[Pitch] Package traits

tshortli · May 31, 2024, 9:00pm

I think it's worth spelling out what you mean by "compile" here. I've been making the compiler more aware of code that is unreachable at runtime due to un-availability constraints. For example, a function that is @available(macOS, unavailable) is unreachable at runtime^[1] on macOS and can therefore either be omitted in the resulting binary (or at least stubbed out if it still needs to exist for linking purposes). Taking advantage of this knowledge, we can get some of the best of both worlds: we still type check code that is unreachable at runtime, since it's not conditionally compiled, but we don't do any code generation for it so the size impact is minimized. This helps avoid a problem with conditional compilation where you can't be sure that code you are changing will still compile in other build configurations without actually building in those configurations. Embedded Swift takes advantage of this feature to keep various declarations available for type checking, while not allowing those unavailable-in-embedded declarations to actually wind up in the final binary.

Modulo various compiler bugs that defeat availability checking, or the owner of a resilient library retroactively marking a previously available function as unavailable. ↩︎

Alejandro · May 31, 2024, 9:10pm

It's perfectly reasonable that any documentation target can have all of the features enabled to be able to compile and see all definitions to emit documentation, but clients depending on a package without feature X won't even compile/typecheck/potentially see a file for feature X.

taylorswift · May 31, 2024, 9:11pm

does this imply that all traits must be mutually compatible with one another?

Alejandro · May 31, 2024, 9:27pm

There's lots of different ways to tackle the documentation issue, if the traits are all mutually compatible then it can just turn them all on in one shot. If not, then it could turn each one on individually and attempt to merge artifacts, etc. The problem's been solved before, we just have to find how it fits into our language and ecosystem

FranzBusch · May 31, 2024, 10:19pm

Yes and that’s called out in the proposal. A package must support compiling with all possible trait combinations including all traits enabled. A trait must never remove API or change API it can only be additive.

lukasa · June 1, 2024, 6:11am

The problem with the “type check but don’t compile” pattern both you and @Joe_Groff bring up is that to do it requires that you still have all the necessary modules and headers to do that type checking. This is particularly challenging in SwiftPM with system dependencies.

A common example that we used to see was OpenSSL: if you depend on something that uses OpenSSL and needs to type check, you have to have the OpenSSL headers. Those aren’t shipped by default on Apple platforms and SwiftPM can struggle to find them elsewhere, so this makes everyone’s build story harder, even if they never use OpenSSL.

Relatedly, in SwiftPM land today we have no way to emit the type checking information for a module without compiling it first. So the impact here is that you do actually have to compile your whole dependency tree. Using an availability guard here would require us to be able to produce Swift module files without compiling the whole tree first, and also requires us to get internal imports actually working.
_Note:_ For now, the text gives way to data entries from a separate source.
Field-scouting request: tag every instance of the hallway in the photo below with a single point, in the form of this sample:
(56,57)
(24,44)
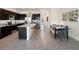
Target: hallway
(43,40)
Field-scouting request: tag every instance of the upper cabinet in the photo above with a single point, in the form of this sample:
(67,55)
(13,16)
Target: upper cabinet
(10,15)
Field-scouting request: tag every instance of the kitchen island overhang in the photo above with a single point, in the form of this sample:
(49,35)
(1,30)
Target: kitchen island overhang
(25,31)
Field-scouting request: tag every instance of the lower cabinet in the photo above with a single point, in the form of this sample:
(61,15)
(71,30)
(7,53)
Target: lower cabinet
(5,31)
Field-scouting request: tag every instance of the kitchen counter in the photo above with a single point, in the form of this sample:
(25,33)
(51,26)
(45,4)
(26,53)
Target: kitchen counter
(25,31)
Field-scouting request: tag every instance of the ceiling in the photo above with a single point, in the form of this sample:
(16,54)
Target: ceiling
(22,10)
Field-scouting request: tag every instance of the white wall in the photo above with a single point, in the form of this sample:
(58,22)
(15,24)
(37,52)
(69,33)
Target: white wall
(56,17)
(74,26)
(44,14)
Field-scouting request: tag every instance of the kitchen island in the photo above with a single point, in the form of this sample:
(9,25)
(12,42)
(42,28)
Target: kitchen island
(25,31)
(6,30)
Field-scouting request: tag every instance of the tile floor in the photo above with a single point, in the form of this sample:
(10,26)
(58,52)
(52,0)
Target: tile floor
(42,39)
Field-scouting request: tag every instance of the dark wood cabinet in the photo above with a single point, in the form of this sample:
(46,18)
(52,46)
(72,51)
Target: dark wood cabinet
(4,15)
(4,31)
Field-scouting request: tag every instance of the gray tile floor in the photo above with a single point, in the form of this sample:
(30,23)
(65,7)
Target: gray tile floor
(44,40)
FranzBusch · June 1, 2024, 10:51am

Sure. When I state that code does not get compiled I mean that the compiler doesn't even see the code since it wouldn't be able to type check it in many cases due to the symbols not being present. Especially when optional dependencies are guarded by a trait then we don't even have to checkout the code for the dependency nor compile it.
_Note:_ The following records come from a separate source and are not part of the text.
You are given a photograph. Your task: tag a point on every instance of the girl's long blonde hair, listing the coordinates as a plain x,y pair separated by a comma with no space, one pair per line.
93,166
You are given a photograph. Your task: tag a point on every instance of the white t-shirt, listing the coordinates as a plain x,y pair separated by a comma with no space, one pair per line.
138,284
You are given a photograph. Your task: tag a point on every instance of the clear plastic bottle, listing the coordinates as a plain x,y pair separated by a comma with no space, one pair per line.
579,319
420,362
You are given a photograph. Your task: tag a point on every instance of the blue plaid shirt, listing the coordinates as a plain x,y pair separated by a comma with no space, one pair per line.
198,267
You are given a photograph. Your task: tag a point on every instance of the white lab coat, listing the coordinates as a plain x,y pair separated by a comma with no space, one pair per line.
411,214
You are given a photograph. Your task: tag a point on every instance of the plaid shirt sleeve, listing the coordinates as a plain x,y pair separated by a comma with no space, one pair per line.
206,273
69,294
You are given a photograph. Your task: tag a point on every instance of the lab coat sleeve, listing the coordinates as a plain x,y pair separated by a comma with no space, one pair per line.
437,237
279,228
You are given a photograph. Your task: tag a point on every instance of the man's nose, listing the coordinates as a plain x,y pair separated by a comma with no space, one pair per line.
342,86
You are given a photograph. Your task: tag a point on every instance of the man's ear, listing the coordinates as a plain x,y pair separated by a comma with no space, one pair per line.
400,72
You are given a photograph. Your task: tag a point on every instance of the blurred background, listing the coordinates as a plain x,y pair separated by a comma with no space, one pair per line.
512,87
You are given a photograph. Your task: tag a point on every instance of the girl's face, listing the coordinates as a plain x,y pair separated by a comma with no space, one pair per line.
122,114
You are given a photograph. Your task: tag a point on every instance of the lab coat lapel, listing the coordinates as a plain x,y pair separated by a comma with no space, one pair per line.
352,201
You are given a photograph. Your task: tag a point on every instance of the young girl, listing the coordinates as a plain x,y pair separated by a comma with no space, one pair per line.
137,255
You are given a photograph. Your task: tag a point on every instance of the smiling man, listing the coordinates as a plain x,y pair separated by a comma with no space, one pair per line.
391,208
As @lukasa said this is common with system dependencies like OpenSSL but it would be the same for any other package dependency in the graph that is optional. If such a package dependency is not enabled then we shouldn't have to fetch it.
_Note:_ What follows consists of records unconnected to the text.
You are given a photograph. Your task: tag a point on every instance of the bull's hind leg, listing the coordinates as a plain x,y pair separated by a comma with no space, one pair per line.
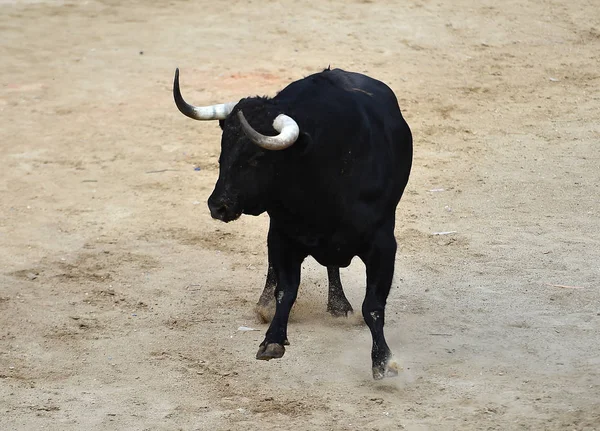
286,263
337,303
379,262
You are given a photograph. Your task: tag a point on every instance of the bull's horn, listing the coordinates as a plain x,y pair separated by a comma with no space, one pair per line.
214,112
286,126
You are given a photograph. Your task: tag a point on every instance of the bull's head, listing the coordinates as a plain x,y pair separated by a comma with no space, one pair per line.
246,163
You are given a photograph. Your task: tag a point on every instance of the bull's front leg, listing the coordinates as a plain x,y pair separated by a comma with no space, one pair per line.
286,262
379,261
265,307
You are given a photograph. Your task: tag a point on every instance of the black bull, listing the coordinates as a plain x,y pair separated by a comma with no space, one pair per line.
331,194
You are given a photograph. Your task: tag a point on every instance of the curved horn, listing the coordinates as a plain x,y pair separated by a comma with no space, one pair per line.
214,112
286,126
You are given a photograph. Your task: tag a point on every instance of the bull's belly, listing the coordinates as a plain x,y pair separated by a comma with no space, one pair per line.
334,254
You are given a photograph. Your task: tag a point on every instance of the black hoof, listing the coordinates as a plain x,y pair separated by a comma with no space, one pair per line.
270,351
388,368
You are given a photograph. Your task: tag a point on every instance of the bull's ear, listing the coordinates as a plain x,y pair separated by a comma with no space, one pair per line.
303,144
tshortli · June 2, 2024, 5:40pm

Thanks! The main reason I asked is that I think conditional compilation has some significant tradeoffs, and to me it is not an ideal solution to either management of code size or access to experimental features. If we implement package traits, they are undoubtedly going to be used for those purposes but I would love to have different tools to solve those problems that don't involve conditional compilation. However, the example of dependency control that @lukasa provided does feel like a much clearer motivation for the unique capabilities of a package traits feature.

tachyonics · June 3, 2024, 11:38pm

Overall a good proposal that addresses a number of existing issues, particularly around optional dependencies.

However I do find the syntax of traits: [.defaults, ...] awkward.

I do see that Cargo/Rust also includes a default mechanism and has some justification for it as providing convenience but I am still not 100% sure about a concrete use case.

As for the syntax, my preference would be to follow Rust/Cargo's lead and have something like a defaultTraits: Boolean parameter (defaulting to true) rather than mixing a weird proxy into the list of traits.

dschaefer2 · June 5, 2024, 4:42pm

I'll just add some flavour to something @allevato mentioned. With scalable builds, you generally never have the entire action graph. It's one way that it scales. Dependencies are only calculated for the requested targets. Invoking the build twice for different build targets will result in a different action graph. You really have no way of knowing all the traits that dependents may want.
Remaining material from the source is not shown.